I've never experienced anything quite like Obama's Inauguration. As I walked to the Capitol from my pal Rodd's place, I was comforted that we were sharing the same path and the same intentions. I'd compare it to the feeling you get on the subway when you're going to a ballgame or a protest: a camaraderie that comes from shared sense of purpose. But that comparison's not quite right. Maybe it was the cold air of the early morning, but my anticipation lacked elation.
Outside the fenced areas was dizzying. A river of people streamed from Union Station, unending, like it was bigger inside than out. But once inside the Purple Zone (I love the name, it sounds like something from a comic book), people simply milled like cattle on a range, maybe a little surprised at how much space there still was. It didn't take much effort to worm my way to a good spot just left of center. Then I stood & waited.

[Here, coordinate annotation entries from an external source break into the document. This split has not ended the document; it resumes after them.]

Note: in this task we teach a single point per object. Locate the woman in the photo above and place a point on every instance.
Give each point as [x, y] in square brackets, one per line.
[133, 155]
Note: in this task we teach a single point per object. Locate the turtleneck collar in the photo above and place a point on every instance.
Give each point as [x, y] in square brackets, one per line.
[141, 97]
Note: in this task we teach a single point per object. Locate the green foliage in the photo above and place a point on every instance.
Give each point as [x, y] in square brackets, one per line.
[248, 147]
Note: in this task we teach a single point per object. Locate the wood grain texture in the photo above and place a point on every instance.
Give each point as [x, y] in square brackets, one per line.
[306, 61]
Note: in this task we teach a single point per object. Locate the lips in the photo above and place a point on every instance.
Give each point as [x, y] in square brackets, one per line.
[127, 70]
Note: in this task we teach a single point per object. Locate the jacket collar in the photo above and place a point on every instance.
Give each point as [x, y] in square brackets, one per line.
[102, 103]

The cold seeped through the layers of clothing. It sapped the crowd &, I think, muffled the energy, even once the ceremony started. At least, I'd expected a roar when Obama entered, like a crowd cheering the home team at a sports arena. There were cheers, but it didn't register on the Richter Scale. When each of the former presidents were announced, we alternated cheers'n'jeers: Carter ("yayyy!") Bush #1 ("grumble..."), Clinton ("YAYYYYYY!") Bush #2 ("Boooooo!"). The lustiness of the last surprised me, since till that point the crowd had played it cool. Then a chorus of "na na, nana na na, hey hey hey, goodbye!" started up. Still, the loudest response overall came not for the Obamas but for their daughters.
And from where I stood, that was the high point of the crowd's energy. The Inauguration seemed to have a weary but satisfied atmosphere. We'd taken terrible punches as a country over the last eight years, & were happy just to be standing as the final bell rang. We wouldn't pogo or hug, we'd just shake each other's hands, slap a few backs, & drift apart so we could get back to work.

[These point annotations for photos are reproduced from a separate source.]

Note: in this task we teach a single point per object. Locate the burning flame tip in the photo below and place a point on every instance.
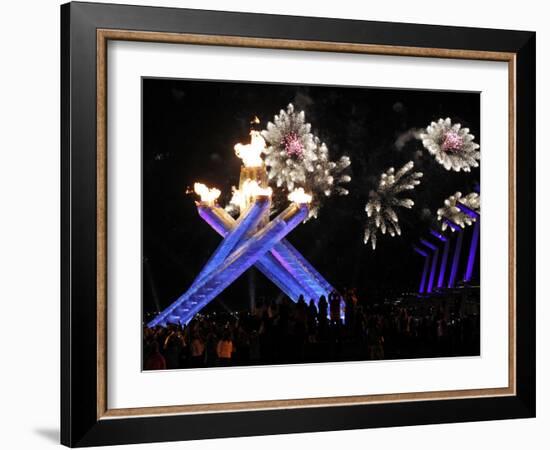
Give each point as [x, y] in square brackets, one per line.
[206, 194]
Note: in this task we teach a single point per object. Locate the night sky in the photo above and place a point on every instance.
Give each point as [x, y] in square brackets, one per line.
[190, 128]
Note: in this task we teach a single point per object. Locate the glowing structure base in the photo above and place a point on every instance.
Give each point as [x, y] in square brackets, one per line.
[250, 240]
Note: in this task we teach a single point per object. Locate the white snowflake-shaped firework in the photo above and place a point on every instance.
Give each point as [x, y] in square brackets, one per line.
[382, 204]
[453, 147]
[452, 213]
[297, 158]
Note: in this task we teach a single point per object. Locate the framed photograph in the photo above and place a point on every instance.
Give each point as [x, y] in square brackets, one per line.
[276, 224]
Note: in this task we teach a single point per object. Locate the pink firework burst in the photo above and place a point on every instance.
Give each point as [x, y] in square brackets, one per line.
[452, 142]
[293, 146]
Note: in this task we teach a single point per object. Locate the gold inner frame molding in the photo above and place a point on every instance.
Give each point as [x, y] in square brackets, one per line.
[105, 35]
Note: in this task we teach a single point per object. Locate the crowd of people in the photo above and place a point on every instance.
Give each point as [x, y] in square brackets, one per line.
[340, 328]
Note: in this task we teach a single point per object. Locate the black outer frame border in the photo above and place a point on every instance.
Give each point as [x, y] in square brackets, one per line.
[79, 425]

That's why Obama's sober speech was appropriate. He wasn't at his best (off the top of my head, I can think of four speeches he's made that were better), but he recognized the moment. He didn't whitewash the dire state of the union, & he refused to offer pat comforts. He also didn't hesitate to criticize the outgoing administration (a friend compared it to Stephen Colbert's roasting of Bush in 2006) or his Democratic predecessor, for that matter.
I didn't walk away ecstatic like I'd expected to. Witnessing the inauguration wasn't quite cathartic for me -- it couldn't purge the last eight years of bile I'd been forced to swallow. So it was a canny choice for Obama to close by alluding to the eve before the Battle of Trenton. (It also allowed him to use cold as a metaphor in his closing: "in this winter of hardship... let us brave the icy currents." That really spoke to the crowd.) By citing that low moment in American history, Obama reminded us that we can soldier on, while simultaneously acknowledging that our struggles may last for years.
Still, I was lucky enough to get my catharsis afterwards. I happened to walk by the Capitol right as Bush's helicopter shuttled him off to his flight out. The sight of his chopper soaring off, & the knowledge that he was truly gone, warmed my heart more than anything Obama said. Na na, nana na na, hey hey hey, goodbye!